The other piece to get this to work is to amend the hard-coded paths that you have. Again, eventually there are ways to abstract those paths, but for now we can leave them hard-coded. For example, you have template="config/default.plt" that would need to change to template="craterstats/config/default.plt". Also, sadly, all of the paths to the sample/ directory in config/demo_commands.txt are going to need to get prefixed with craterstats/. Again this is temporary, and it'll be switched up later.
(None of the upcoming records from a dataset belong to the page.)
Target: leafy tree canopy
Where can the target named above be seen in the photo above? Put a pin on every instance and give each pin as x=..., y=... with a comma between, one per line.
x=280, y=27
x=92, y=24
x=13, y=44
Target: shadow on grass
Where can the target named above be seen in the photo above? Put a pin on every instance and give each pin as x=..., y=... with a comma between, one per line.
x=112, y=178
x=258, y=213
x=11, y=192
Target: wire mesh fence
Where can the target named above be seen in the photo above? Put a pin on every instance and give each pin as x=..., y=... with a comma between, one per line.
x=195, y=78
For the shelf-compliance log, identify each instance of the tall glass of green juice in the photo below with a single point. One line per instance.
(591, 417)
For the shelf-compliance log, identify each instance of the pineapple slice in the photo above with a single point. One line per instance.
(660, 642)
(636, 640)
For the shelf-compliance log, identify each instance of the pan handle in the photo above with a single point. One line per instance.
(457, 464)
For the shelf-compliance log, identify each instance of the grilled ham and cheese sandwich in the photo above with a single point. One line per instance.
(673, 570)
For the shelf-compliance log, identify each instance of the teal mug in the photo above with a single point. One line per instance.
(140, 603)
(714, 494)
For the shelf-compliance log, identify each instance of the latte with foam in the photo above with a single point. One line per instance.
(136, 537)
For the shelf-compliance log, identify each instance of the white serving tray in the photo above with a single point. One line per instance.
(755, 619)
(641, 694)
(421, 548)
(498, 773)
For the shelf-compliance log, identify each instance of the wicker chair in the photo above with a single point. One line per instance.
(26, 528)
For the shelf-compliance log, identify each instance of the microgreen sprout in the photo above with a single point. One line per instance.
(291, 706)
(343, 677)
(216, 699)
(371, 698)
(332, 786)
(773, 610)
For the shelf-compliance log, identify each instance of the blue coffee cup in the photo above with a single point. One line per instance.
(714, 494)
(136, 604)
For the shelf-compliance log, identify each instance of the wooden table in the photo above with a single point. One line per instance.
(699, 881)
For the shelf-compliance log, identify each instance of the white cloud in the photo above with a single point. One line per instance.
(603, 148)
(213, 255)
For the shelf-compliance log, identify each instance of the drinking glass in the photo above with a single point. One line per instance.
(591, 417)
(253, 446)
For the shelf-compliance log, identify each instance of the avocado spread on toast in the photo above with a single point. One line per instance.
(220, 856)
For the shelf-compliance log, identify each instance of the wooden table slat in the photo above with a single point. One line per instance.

So my example of all this can be found in this example branch, including a little cs script in the src/ directory. So to run the program you would:

> cd /path/to/craterstats/src/
> ./cs -h

And you can see the differences from your current set-up by looking at the commit diffs.

I then have one remaining question. In your get_parser() function you had this:

def get_parser():
    if "parser" in get_parser.__dict__:
        return get_parser.parser
    #
    # ... further down ...
    #
    get_parser.parser=parser
    return parser

And I'm not sure what the intent was here? Commenting it out didn't break anything, so maybe this was just leftover from some experiments? Maybe you were trying to save the work of re-building the parser during your successive demo runs, but Python is pretty good about optimizing that under the hood, and I don't really think you'll see a performance hit.

ggmichael commented 3 years ago

Thanks, Ross. That looks good - I'll try it. Thanks for the github demonstrations, too - that's helpful to see. You're right - the parser code was to avoid rebuilding the parser. I have to work on some other stuff for the next few days... I'll come back to this end of next week.

ggmichael commented 3 years ago

Hi Ross, I included all the changes you suggested - that works.